On forgiveness

The world breaks everyone, and afterward, some are strong at the broken places.

— Ernest Hemingway

We are all broken down by trauma and loss, by disappointment, by life’s daily chores and challenges.  How do we become “strong at the broken places,” as Hemingway says?

We know the answer if the broken thing is a bone or a dish: take time to repair it, protect it, treat it with care, allow it time to reset.

But what about a broken heart, broken trust, or a broken dream?  For those we do not always take the time to heal.  We don’t always know how to soothe our aching selves.  We think we should be able to get over it or tough it out.

So we get right back out there, still broken and bruised, and get hurt again — often in the same places where we’re already injured. These can become our weak spots.

Becoming stronger isn’t about covering over and armoring up the weak and injured spots. It’s about healing them.  To do that, our wounds have to be treated with gentleness and whatever remedies strengthen us. Meditation. Sleep. Exercise. Water. Prayer. Music. Dancing. Nature. Friendship. Generosity. Kindness. Forgiveness.

Nothing else heals quite like forgiveness does. It takes practice, though. The hardest things and people to forgive take some working up to.  Getting ready to let go of the burdens that weigh most heavily upon us is like preparing jump off a high dive. Sometimes you’ve got to look at it for a long time, from many different angles, before you take it on. Sometimes you’ve got to make smaller jumps first, with less risk.

Having trouble forgiving someone, or yourself? Practice with a smaller thing of less significance to you. It can be a silly thing. In fact, if it makes you laugh, so much the better. “I forgive my dryer for eating all those single socks, and I forgive myself for the ever-growing mountain in the ‘sock basket’ that I never seem to find time to sort and match.”  Reinforce the memory that forgiveness can be fun and lighthearted, and you’ll remember it will make your heart will feel lighter.

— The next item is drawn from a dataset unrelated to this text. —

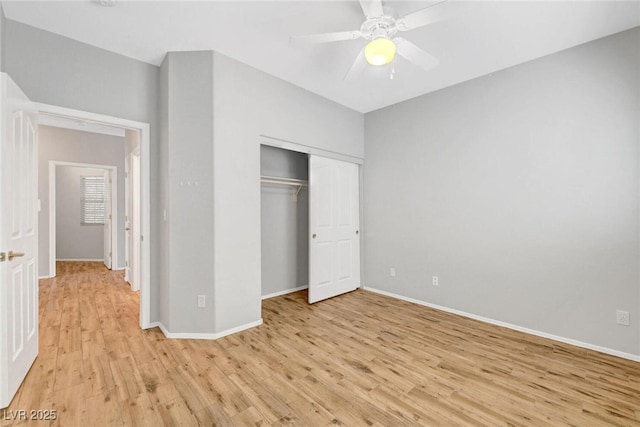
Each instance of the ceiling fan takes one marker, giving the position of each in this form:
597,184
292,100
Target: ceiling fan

Here’s another way to practice forgiveness: try it out for a set amount of time.  Say to yourself, “For this weekend only, I am going to forgive X (person’s name),  just to see what it feels like.” On Monday you can pick up the grudge again. Think of it as an experiment, like eliminating a piece of furniture from your living room and looking at the remaining pieces. What does it look like?

What would your life be like if you weren’t carrying that hurt and anger?  What space might be freed up, and what new possibilities would you see in its place and beyond?

Practicing forgiveness on trial basis, for a limited time only…who knows what you might discover? Try it. I dare you. You might like it.